Question

A circle passes through the points (-1, 1), (0, 6), and (5, 5). Find the points on this circle the tangents at which are parallel to the straight line joining the origin to its centre.

Answer 1

Hint: We need to find the equation of the circle using ${x^2} + {y^2} + 2gx + 2fy + c = 0$. Determine the values of g, f and c. From this equation we can the centre and hence the equation of the circle. Equation of line passing through the centre and perpendicular to line joining center to origin is
$y - {y_1} = - \dfrac{1}{m}(x - {x_1})$. Tangents will be parallel to the line joining the origin to the centre at the points somewhere at circle.
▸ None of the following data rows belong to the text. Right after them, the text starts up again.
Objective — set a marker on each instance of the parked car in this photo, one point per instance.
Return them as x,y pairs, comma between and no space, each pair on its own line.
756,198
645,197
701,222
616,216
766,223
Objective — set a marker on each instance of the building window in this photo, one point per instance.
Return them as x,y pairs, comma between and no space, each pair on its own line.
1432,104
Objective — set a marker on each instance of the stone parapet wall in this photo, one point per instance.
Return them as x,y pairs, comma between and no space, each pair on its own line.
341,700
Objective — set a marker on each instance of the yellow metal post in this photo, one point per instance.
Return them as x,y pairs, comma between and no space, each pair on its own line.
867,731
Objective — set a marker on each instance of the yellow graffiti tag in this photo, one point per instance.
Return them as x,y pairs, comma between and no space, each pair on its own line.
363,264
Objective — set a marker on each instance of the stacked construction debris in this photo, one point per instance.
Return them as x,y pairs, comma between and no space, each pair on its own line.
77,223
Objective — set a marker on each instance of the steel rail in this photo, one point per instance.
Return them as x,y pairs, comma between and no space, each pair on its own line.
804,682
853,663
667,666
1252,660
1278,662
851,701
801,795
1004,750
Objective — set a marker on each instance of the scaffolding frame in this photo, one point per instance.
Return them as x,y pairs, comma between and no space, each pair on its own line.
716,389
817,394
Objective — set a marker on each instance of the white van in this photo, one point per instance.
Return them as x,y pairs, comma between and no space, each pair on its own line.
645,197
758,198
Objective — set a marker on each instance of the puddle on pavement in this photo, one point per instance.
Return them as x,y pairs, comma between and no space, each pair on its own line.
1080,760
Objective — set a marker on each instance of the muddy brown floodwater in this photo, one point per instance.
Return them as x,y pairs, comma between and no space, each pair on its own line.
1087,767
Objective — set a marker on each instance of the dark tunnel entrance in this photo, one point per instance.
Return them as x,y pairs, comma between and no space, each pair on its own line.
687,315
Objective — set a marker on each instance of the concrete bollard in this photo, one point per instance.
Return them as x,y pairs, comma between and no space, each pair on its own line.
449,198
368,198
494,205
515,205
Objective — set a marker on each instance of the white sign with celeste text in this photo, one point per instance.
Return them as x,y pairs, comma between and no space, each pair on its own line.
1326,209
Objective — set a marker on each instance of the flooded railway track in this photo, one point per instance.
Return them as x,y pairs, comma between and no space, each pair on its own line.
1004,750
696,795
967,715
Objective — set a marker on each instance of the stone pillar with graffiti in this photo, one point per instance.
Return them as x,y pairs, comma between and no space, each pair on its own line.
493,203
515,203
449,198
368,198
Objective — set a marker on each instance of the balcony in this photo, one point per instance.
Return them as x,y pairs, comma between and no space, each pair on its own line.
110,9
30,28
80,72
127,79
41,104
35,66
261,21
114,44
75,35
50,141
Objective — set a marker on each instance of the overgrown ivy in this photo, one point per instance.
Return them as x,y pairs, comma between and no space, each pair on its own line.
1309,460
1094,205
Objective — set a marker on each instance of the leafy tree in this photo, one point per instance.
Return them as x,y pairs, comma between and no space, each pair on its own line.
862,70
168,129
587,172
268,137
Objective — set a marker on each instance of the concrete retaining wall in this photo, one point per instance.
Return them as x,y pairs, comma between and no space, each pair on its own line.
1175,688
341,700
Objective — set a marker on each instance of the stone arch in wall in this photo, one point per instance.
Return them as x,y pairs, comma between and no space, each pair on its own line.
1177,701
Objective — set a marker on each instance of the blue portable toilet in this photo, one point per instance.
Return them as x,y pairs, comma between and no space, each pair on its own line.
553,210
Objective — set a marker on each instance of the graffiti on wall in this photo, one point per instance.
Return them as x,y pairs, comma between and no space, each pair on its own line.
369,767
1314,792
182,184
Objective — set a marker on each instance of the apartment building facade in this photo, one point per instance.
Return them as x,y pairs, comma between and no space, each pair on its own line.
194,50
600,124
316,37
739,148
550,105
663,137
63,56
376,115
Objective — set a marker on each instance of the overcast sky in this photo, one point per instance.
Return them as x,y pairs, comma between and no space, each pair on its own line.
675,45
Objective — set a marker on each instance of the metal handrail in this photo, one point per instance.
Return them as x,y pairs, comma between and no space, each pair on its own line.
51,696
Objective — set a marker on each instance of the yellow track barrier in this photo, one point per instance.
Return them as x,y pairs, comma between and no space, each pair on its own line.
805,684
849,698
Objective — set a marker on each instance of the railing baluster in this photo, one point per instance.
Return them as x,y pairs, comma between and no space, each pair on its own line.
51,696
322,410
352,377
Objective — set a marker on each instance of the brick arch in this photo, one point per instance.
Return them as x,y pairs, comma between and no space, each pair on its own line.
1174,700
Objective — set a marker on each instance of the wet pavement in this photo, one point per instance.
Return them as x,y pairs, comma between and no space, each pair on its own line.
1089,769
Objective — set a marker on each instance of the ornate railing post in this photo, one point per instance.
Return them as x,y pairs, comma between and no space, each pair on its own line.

Complete step by step answer:
Let the equation of circle be${x^2} + {y^2} + 2gx + 2fy + c = 0$
It passes through (-1, 1)
$ \Rightarrow $1 + 1 -2g +2f + c =0
$ \Rightarrow $-2g + 2f +c = -2 … (1)
It passes through (0, 6)
$ \Rightarrow $0 + 36 + 0 + 12f + c = 0
$ \Rightarrow $12f + c = -36 … (2)
It passes through (5, 5)
$ \Rightarrow $25 + 25 + 10g + 10f +c =0
$ \Rightarrow $10g + 10f + c = -50 … (3)
Subtracting (2) from (1) we get
-2g - 10f = 34 … (4)
Subtracting (3) from (2) we get
-10g + 2f = 14 … (5)

Solving (4) and (5)
$ \Rightarrow $g = -2, f = -3
Substituting g and f in (1) we get c = 0
So the equation of circle is
 ${x^2} + {y^2} + 4x - 6y = 0$… (6)
Centre of the circle is $({x_1},{y_1})$= (2, 3)
Slope of line joining centre to origin, m =$\dfrac{{3 - 0}}{{2 - 0}}$=$\dfrac{3}{2}$
Equation of line passing through the centre and perpendicular to line joining center to origin is
$y - {y_1} = - \dfrac{1}{m}(x - {x_1})$
$y - 3 = - \dfrac{2}{3}\left( {x - 2} \right)$
3y – 9 = -2x + 4
2x + 3y =13 … (7)
Tangents will be parallel to the line joining the origin to the centre at the points where (7) cuts the circle
Substituting y from (7) in (6) we get
$ \Rightarrow {x^2} + {\left( {\dfrac{{13 - 2x}}{3}} \right)^2} + 4x - 6\left( {\dfrac{{13 - 2x}}{3}} \right) = 0$
$ \Rightarrow {x^2} + \left( {\dfrac{{169 + 4{x^2} - 52x}}{9}} \right) + 4x - 2\left( {13 - 2x} \right) = 0$
$ \Rightarrow \dfrac{{9{x^2} + 169 + 4{x^2} - 52x + 36x - 18\left( {13 - 2x} \right)}}{9} = 0$
$ \Rightarrow 9{x^2} + 169 + 4{x^2} - 52x + 36x - 234 - 36x = 0$
$ \Rightarrow 13{x^2} - 52x - 65 = 0$
$ \Rightarrow {x^2} - 4x - 5 = 0$
$ \Rightarrow {x^2} - 5x + x - 5 = 0$
$ \Rightarrow x(x - 5) + 1(x - 5) = 0$
$ \Rightarrow (x + 1)(x - 5) = 0$
Therefore x = -1, 5
Substituting x in (7) we get y = 5, 1
So the point of contact of tangents are (-1, 5) and (5, 1)

Note: A tangent is a straight line that touches the circumference of a circle at only one place. The product of the gradient of the radius and the gradient of the tangent line is equal to -1. The equation of the circle is${\left( {x - a} \right)^2} + {\left( {y - b} \right)^2} = {r^2}$, where r is the radius.